'Soylent' Dawkins? Atheist mulls 'taboo against cannibalism' ending as lab-grown meat improves
What if human meat is grown? Could we overcome our taboo against cannibalism?"
- @RichardDawkins - 6:15 AM - 3 Mar 2018
https://twitter.com/RichardDawkins/status/969939225180364805
https://archive.fo/kSmgi
"Lab-grown 'clean' meat could be on sale by end of 2018, says producer"
http://www.independent.co.uk/news/science/clean-meat-lab-grown-available-restaurants-2018-global-warming-greenhouse-emissions-a8236676.html
"'Soylent' Dawkins? Atheist mulls 'taboo against cannibalism' ending as lab-grown meat improves"
https://www.washingtontimes.com/news/2018/mar/6/richard-dawkins-mulls-taboo-against-cannibalism-en/
and:
https://www.nationalreview.com/blog/corner/richard-dawkins-eating-human-meat-cannibalism-taboo/
(Score: 1, Insightful) by Anonymous Coward on Saturday March 10 2018, @02:06PM (1 child)
Cannibalism in nature means exposing oneself to the full array of pathogens afflicting the one you eat; none of "we're different species!" protection whatsoever. The danger outweighs the gain except in the direst of circumstances (a probable early death from disease is still preferable to a certain immediate one from hunger).
With the disease factor excised, meat is just meat.
But having said that, once the novelty factor wears off, there is absolutely no reason synth-human meat would sell well on taste alone. The evolutional pressure has been all for DISpreferring same-species meat.
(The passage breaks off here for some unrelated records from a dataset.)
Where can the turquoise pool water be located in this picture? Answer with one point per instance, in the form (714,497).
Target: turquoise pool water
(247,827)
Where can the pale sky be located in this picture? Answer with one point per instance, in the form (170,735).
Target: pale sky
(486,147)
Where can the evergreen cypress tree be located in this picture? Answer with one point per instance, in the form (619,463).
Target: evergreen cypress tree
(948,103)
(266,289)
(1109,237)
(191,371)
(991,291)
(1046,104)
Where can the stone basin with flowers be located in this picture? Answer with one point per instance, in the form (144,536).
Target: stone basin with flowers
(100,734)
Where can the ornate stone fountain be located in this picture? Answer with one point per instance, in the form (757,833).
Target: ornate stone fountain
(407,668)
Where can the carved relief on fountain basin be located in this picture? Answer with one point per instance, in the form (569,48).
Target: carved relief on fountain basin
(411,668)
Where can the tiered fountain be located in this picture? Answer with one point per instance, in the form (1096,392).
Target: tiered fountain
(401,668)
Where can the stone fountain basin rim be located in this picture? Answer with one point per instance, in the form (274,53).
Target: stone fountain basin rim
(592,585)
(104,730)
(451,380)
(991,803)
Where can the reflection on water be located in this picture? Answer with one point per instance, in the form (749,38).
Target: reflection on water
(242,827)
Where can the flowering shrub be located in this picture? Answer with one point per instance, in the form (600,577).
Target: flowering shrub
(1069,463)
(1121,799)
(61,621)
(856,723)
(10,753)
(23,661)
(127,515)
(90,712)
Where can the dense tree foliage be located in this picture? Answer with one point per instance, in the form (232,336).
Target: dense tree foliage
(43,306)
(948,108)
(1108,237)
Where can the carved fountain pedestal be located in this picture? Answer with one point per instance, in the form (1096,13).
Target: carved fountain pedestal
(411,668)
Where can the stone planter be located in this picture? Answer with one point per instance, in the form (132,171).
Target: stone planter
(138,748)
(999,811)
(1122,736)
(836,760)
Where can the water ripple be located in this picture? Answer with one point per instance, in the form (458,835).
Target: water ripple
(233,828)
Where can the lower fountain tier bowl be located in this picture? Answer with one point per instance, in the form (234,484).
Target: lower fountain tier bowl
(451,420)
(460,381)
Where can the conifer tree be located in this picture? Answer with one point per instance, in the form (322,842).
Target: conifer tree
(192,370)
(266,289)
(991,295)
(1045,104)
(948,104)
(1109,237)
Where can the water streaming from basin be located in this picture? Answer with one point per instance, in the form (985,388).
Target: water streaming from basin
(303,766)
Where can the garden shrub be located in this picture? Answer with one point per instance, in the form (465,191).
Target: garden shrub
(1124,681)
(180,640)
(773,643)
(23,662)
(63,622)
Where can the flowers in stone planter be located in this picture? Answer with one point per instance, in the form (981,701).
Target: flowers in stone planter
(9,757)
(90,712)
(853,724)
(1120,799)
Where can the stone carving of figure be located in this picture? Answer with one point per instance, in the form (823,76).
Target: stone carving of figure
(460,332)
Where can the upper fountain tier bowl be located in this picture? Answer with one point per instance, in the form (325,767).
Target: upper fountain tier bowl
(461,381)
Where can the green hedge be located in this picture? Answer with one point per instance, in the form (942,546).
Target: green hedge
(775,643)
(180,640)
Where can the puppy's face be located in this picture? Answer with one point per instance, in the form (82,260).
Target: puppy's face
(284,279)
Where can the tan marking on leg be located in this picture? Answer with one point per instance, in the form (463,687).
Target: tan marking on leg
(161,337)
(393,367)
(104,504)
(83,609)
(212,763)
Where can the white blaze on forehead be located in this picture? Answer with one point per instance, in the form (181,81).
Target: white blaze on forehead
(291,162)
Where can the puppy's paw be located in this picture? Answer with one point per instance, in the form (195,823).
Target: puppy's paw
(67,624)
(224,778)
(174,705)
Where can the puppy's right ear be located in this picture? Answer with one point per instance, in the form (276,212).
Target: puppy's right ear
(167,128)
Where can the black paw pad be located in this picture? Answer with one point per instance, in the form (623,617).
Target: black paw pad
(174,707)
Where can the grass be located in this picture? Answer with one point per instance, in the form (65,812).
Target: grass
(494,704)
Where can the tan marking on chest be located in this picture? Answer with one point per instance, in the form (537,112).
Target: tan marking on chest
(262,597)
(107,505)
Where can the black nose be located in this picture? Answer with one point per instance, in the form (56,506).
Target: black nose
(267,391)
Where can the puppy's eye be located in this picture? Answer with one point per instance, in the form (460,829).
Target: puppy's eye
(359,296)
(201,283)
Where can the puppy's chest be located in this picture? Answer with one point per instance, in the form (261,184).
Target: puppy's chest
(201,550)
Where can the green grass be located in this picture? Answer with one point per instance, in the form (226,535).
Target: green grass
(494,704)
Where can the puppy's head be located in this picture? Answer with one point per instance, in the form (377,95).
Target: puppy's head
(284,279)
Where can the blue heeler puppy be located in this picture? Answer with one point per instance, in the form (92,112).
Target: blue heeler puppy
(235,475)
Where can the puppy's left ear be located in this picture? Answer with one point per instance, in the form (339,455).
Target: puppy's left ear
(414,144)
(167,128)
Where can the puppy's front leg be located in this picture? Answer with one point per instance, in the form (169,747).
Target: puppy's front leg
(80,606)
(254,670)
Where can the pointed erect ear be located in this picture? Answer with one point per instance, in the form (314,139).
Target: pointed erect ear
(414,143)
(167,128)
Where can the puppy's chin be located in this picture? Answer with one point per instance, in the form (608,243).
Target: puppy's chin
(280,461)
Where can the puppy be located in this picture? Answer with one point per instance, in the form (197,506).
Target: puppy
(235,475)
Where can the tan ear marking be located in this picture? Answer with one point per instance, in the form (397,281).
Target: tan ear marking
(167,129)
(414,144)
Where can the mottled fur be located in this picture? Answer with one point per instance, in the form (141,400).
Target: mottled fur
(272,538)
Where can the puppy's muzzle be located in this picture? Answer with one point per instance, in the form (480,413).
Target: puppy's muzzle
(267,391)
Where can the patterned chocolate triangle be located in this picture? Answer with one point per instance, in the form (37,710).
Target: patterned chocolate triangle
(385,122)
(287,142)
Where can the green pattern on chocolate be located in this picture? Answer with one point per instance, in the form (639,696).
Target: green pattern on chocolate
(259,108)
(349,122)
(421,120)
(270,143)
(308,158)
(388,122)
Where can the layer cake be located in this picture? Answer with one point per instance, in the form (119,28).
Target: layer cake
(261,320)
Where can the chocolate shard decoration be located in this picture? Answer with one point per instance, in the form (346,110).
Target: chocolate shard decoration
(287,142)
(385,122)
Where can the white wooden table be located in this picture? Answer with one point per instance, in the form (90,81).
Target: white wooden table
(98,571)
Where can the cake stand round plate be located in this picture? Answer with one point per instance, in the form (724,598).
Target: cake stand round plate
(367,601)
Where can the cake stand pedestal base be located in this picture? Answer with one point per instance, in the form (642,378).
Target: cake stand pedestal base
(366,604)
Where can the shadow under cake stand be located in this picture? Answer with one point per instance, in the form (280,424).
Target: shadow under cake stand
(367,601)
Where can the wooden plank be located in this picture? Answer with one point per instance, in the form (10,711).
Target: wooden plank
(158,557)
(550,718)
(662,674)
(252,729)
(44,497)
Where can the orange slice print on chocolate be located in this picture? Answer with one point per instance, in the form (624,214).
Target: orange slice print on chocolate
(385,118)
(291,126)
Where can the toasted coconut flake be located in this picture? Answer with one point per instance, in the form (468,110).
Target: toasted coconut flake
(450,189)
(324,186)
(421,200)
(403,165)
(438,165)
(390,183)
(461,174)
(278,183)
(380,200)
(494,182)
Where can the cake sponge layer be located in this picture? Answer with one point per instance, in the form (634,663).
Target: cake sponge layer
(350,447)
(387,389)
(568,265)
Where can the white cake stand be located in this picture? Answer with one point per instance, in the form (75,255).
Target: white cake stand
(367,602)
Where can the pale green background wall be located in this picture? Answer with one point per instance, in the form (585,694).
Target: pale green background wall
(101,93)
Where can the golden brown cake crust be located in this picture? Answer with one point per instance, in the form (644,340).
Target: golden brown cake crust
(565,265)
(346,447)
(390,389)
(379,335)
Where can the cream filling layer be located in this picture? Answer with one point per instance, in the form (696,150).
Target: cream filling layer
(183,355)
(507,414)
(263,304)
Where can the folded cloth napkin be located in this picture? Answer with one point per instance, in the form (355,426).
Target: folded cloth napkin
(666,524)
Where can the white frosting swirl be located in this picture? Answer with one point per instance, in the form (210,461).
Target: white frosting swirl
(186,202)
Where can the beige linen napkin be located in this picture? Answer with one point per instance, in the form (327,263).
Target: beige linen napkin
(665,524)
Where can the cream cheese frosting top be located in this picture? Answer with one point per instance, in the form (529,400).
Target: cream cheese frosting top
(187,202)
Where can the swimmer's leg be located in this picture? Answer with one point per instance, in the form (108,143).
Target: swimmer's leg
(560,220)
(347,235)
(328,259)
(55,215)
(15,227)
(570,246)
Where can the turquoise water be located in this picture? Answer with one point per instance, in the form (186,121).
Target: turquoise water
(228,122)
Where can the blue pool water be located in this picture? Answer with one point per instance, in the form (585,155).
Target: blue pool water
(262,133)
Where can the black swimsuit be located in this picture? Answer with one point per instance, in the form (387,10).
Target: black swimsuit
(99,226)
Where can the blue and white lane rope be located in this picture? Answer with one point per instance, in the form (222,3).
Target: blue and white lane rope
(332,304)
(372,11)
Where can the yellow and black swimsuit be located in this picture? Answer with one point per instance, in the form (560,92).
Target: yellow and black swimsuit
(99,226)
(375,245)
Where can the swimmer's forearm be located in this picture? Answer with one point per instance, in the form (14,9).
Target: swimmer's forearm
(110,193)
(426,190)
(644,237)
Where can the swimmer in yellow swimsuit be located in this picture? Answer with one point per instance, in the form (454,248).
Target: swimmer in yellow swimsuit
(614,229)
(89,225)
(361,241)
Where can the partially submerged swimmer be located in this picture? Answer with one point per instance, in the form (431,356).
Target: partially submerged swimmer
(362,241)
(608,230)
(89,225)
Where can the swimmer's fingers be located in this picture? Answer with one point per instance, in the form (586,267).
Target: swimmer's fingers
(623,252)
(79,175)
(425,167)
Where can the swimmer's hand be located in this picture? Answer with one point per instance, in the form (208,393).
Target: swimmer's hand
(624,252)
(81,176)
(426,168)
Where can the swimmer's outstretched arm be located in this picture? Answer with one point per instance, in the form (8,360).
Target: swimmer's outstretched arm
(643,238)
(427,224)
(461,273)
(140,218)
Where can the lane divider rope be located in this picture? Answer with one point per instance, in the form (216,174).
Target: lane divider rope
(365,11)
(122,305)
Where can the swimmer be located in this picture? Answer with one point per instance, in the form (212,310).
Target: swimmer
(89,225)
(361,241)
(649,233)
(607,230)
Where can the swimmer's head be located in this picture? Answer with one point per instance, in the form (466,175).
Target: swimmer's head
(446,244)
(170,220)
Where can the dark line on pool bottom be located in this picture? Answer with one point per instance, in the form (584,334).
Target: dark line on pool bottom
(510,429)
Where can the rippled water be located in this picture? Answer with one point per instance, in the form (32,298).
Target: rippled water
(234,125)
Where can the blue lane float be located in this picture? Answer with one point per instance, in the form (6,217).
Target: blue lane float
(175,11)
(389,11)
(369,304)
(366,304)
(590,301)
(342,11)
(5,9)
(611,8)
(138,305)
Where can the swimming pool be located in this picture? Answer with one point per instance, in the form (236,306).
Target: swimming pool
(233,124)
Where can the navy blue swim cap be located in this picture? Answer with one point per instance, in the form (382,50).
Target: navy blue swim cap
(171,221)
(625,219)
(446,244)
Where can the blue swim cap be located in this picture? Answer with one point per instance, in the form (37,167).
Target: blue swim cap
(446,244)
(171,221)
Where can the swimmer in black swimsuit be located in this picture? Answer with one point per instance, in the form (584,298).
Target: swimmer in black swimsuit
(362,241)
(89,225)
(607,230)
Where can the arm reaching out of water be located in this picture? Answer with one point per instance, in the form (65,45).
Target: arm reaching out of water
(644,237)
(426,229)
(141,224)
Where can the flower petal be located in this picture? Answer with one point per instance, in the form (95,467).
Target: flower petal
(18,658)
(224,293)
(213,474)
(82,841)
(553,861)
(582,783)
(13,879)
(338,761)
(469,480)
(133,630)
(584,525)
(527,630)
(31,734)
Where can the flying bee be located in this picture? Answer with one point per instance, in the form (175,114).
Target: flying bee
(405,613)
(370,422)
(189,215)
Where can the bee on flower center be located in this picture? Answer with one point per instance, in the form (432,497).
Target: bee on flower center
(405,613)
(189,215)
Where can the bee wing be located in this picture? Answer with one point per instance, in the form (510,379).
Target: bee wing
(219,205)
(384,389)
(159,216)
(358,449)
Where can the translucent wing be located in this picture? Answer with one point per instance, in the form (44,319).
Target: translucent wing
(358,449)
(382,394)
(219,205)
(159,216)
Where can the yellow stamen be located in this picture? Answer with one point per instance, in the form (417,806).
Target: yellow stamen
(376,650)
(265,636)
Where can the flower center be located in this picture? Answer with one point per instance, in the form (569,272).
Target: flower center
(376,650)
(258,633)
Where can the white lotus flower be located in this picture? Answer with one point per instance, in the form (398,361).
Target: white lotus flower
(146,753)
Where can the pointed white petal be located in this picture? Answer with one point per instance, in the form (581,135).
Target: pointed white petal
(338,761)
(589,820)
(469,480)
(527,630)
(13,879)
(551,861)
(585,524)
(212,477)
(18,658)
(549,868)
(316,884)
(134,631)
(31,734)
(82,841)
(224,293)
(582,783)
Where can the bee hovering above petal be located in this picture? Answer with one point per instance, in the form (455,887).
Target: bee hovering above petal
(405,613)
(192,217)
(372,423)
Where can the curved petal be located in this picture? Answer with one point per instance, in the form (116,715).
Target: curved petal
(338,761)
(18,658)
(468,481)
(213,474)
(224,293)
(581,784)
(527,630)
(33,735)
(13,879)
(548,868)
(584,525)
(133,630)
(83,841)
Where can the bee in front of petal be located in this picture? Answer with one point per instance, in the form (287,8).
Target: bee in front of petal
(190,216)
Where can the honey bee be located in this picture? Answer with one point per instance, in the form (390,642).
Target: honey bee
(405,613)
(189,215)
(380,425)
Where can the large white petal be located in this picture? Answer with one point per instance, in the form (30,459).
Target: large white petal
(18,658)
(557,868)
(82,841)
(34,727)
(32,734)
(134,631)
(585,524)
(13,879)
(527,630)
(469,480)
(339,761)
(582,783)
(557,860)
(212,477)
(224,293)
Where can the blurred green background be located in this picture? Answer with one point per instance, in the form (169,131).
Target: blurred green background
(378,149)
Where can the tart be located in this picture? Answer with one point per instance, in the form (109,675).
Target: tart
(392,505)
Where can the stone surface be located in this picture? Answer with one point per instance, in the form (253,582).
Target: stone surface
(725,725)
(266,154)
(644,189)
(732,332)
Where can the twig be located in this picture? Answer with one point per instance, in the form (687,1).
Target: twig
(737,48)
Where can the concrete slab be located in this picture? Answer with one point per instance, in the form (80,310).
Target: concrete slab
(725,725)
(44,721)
(Score: 0) by Anonymous Coward on Saturday March 10 2018, @06:28PM
In general, eating animals that eat other animals leads to that sort of problem. When it's humans it's even worse because humans generally have the same diseases that other humans can get. Plus, there's the issue of our agreement that if I kill you for food, I can reasonably expect that you won't either.
Considering that the only way to know what man meat tastes like is to actually eat somebody, I fail to see how creating lab grown human meat for consumption makes any sense outside of a philosophical puzzle. I can see it being made for medicinal reasons like replacing damaged tissue, but for consumption I don't see why people would want to eat it badly enough to pay the production costs on what's likely at best a niche interest.